June 20, 2006. s/ Michael R. Merz Chief United States Magistrate Judge
NOTICE REGARDING OBJECTIONS
Pursuant to Fed. R. Civ. P. 72(b), any party may serve and file specific, written objections to the proposed findings and recommendations within ten days after being served with this Report and Recommendations. Pursuant to Fed. R. Civ. P. 6(e), this period is automatically extended to thirteen days (excluding intervening Saturdays, Sundays, and legal holidays) because this Report is being served by one of the methods of service listed in Fed. R. Civ. P. 5(b)(2)(B), (C), or (D) and may be extended further by the Court on timely motion for an extension. Such objections shall specify the portions of the Report objected to and shall be accompanied by a memorandum of law in support of the objections.

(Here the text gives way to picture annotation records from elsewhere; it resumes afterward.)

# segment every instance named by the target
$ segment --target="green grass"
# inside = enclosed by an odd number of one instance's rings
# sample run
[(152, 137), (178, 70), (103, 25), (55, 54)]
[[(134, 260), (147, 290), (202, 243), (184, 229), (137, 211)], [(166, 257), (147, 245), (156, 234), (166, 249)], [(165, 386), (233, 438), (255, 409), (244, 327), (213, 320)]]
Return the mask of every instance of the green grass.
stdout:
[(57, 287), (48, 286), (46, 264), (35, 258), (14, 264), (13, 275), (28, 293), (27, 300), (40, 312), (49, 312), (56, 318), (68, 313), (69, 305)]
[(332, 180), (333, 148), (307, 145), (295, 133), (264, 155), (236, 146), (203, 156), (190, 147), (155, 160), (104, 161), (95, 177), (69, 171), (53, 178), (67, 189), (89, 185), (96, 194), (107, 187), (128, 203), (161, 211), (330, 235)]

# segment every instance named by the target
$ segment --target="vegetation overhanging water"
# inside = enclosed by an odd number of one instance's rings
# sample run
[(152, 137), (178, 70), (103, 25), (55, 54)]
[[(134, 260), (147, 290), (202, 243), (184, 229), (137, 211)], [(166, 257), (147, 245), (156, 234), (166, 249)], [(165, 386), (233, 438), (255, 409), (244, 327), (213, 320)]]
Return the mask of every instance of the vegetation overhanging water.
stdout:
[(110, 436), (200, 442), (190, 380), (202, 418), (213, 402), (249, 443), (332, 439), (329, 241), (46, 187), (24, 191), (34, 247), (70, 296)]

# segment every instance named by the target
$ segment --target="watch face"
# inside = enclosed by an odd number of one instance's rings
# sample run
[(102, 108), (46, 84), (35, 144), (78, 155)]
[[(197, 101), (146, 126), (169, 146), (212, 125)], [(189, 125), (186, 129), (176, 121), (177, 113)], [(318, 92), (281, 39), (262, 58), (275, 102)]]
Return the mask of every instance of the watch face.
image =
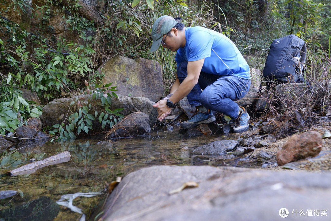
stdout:
[(173, 107), (173, 104), (168, 99), (166, 101), (166, 106), (168, 108), (172, 108)]

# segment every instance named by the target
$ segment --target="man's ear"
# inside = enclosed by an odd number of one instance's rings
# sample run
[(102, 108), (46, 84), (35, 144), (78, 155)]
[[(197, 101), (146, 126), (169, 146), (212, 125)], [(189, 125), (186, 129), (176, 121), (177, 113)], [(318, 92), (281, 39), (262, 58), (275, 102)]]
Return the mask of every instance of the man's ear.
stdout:
[(178, 34), (178, 30), (176, 28), (172, 28), (171, 29), (171, 31), (173, 32), (173, 34), (175, 36), (177, 36)]

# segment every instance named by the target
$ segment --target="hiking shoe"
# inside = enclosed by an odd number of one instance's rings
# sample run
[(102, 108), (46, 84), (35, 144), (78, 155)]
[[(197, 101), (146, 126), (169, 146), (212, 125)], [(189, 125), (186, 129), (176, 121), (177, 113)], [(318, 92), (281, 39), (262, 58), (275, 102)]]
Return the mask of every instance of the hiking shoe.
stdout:
[(245, 132), (248, 130), (249, 128), (249, 126), (248, 125), (249, 115), (245, 108), (242, 107), (240, 108), (244, 110), (244, 112), (240, 111), (238, 118), (234, 120), (234, 126), (232, 130), (233, 133)]
[(211, 123), (216, 120), (210, 110), (208, 110), (207, 113), (198, 112), (197, 111), (197, 109), (196, 110), (194, 114), (191, 119), (182, 123), (182, 128), (188, 128), (198, 124)]

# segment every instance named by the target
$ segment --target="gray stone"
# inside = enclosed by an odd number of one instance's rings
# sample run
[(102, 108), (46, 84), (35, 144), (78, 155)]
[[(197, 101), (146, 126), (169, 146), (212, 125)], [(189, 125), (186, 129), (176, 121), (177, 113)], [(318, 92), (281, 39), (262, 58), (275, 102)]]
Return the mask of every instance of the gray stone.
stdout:
[(15, 143), (11, 140), (8, 140), (0, 135), (0, 154), (12, 146)]
[(31, 92), (31, 90), (28, 90), (25, 88), (20, 89), (22, 91), (22, 97), (29, 101), (33, 101), (37, 103), (38, 105), (40, 105), (40, 101), (37, 93), (34, 91)]
[(22, 126), (16, 129), (16, 137), (33, 139), (38, 133), (38, 131), (36, 128), (27, 126)]
[(261, 141), (258, 143), (255, 146), (256, 148), (260, 148), (263, 147), (267, 147), (269, 146), (269, 144), (265, 141)]
[(251, 67), (250, 69), (251, 85), (255, 87), (260, 87), (261, 84), (261, 70), (254, 67)]
[(192, 117), (194, 114), (194, 111), (195, 111), (195, 108), (191, 106), (188, 103), (188, 101), (187, 100), (186, 97), (185, 97), (178, 101), (177, 104), (183, 112), (187, 115), (189, 119)]
[(196, 127), (190, 127), (188, 129), (181, 129), (179, 130), (179, 133), (187, 137), (193, 137), (203, 135), (201, 132)]
[(135, 61), (116, 56), (105, 64), (102, 83), (113, 82), (117, 94), (147, 98), (156, 102), (164, 93), (161, 66), (154, 61), (139, 58)]
[(38, 131), (37, 135), (34, 138), (34, 142), (44, 142), (49, 140), (52, 138), (52, 136), (46, 133), (41, 131)]
[(233, 151), (238, 146), (239, 143), (233, 140), (214, 141), (196, 148), (192, 151), (193, 154), (217, 155), (225, 151)]
[(275, 125), (272, 123), (269, 123), (267, 125), (262, 126), (259, 131), (259, 134), (265, 134), (271, 133), (273, 132), (276, 128)]
[[(105, 97), (107, 97), (105, 94), (104, 96)], [(77, 109), (74, 111), (74, 107), (77, 106), (78, 101), (81, 103), (86, 102), (92, 105), (92, 108), (88, 112), (89, 113), (94, 115), (94, 112), (97, 111), (99, 115), (102, 111), (104, 111), (105, 107), (100, 105), (101, 103), (100, 98), (98, 99), (93, 99), (92, 96), (91, 94), (80, 95), (71, 98), (55, 99), (53, 101), (49, 102), (43, 108), (43, 113), (40, 116), (44, 126), (51, 126), (57, 124), (61, 124), (65, 119), (65, 124), (68, 124), (68, 120), (66, 119), (67, 114), (69, 113), (70, 115), (72, 113), (78, 111)], [(124, 108), (124, 109), (119, 113), (124, 116), (137, 111), (145, 113), (149, 116), (151, 125), (154, 124), (158, 113), (156, 108), (153, 107), (153, 105), (155, 104), (154, 102), (145, 98), (128, 97), (120, 95), (118, 95), (118, 98), (112, 98), (111, 106), (109, 109), (114, 110), (119, 108)], [(76, 99), (77, 99), (77, 101), (76, 101)], [(75, 103), (70, 107), (72, 101), (74, 102)], [(62, 114), (63, 114), (64, 116), (59, 118), (59, 117)], [(151, 122), (151, 121), (152, 122)], [(110, 129), (108, 124), (107, 124), (104, 128), (103, 129), (101, 123), (97, 119), (92, 120), (92, 121), (94, 131), (99, 132)], [(76, 128), (75, 128), (75, 131), (76, 131)]]
[(149, 121), (148, 115), (146, 113), (132, 113), (117, 122), (106, 137), (113, 139), (148, 135), (151, 132)]
[(254, 105), (254, 111), (257, 113), (262, 112), (265, 110), (270, 108), (270, 93), (269, 90), (264, 88), (261, 92), (260, 96), (257, 99), (257, 101)]
[(155, 124), (158, 116), (157, 109), (153, 107), (155, 104), (146, 98), (127, 97), (119, 95), (118, 98), (114, 98), (112, 101), (112, 108), (124, 108), (120, 113), (127, 116), (131, 113), (140, 111), (147, 114), (149, 117), (150, 125)]
[[(330, 179), (330, 173), (154, 166), (124, 177), (107, 199), (101, 216), (105, 221), (277, 221), (285, 207), (289, 213), (286, 220), (300, 220), (302, 217), (292, 216), (292, 210), (331, 206)], [(169, 194), (189, 182), (198, 186)]]
[(39, 118), (33, 117), (30, 118), (27, 120), (27, 123), (26, 126), (32, 127), (35, 127), (39, 130), (41, 130), (42, 129), (42, 122), (41, 120)]
[(244, 138), (239, 142), (239, 143), (241, 145), (246, 147), (252, 146), (254, 143), (254, 141), (251, 137), (249, 137), (247, 139)]
[(235, 102), (240, 107), (250, 108), (256, 102), (256, 99), (259, 97), (258, 93), (259, 89), (258, 87), (251, 87), (248, 93), (245, 97)]
[(255, 155), (258, 162), (264, 162), (272, 158), (272, 156), (264, 151), (260, 151)]

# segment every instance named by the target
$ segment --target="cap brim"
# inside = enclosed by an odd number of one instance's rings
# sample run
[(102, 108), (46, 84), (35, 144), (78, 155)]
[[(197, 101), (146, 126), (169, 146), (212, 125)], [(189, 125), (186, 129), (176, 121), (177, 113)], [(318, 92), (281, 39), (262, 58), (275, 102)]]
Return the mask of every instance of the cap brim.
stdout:
[(153, 43), (152, 44), (152, 47), (151, 47), (151, 52), (153, 52), (157, 50), (160, 47), (161, 42), (162, 41), (162, 38), (160, 38), (155, 41), (153, 41)]

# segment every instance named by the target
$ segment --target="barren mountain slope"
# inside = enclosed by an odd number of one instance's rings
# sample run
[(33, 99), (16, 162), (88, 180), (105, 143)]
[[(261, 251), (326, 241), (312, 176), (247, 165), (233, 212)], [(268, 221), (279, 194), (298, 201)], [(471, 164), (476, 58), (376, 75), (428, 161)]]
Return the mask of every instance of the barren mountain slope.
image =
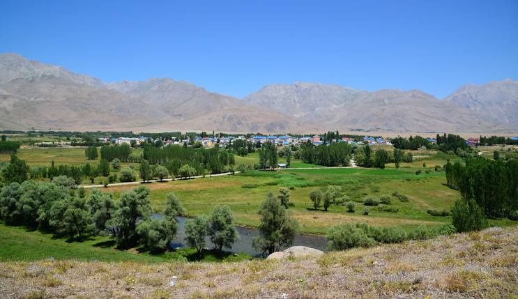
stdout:
[(518, 81), (466, 85), (445, 100), (495, 123), (518, 129)]
[(1, 298), (511, 298), (517, 284), (516, 227), (317, 259), (0, 262)]

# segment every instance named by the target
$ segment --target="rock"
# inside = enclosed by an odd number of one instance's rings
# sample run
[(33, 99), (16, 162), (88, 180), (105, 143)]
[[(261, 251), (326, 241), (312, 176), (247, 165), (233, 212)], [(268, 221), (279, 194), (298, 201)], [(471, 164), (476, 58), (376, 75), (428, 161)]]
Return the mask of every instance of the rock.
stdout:
[(289, 255), (287, 253), (284, 253), (282, 251), (277, 251), (275, 252), (273, 252), (273, 254), (268, 256), (266, 259), (284, 259), (289, 256)]
[(280, 259), (287, 257), (320, 256), (323, 254), (321, 250), (305, 246), (292, 246), (282, 252), (276, 252), (268, 256), (268, 259)]

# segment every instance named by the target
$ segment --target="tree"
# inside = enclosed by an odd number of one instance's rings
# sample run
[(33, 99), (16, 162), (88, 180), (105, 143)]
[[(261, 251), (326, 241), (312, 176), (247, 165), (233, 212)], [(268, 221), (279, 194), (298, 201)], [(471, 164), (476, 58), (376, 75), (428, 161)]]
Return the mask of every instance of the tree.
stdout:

If the Report and Recommendations are based in whole or in part upon matters occurring of record at an oral hearing, the objecting party shall promptly arrange for the transcription of the record, or such portions of it as all parties may agree upon or the Magistrate Judge deems sufficient, unless the assigned District Judge otherwise directs. A party may respond to another party's objections within ten days after being served with a copy thereof. Failure to make objections in accordance with this procedure may forfeit rights on appeal. See United States v. Walters, 638 F. 2d 947 (6th Cir., 1981); Thomas v. Arn, 474 U.S. 140, 106 S. Ct. 466, 88 L. Ed. 2d 435 (1985).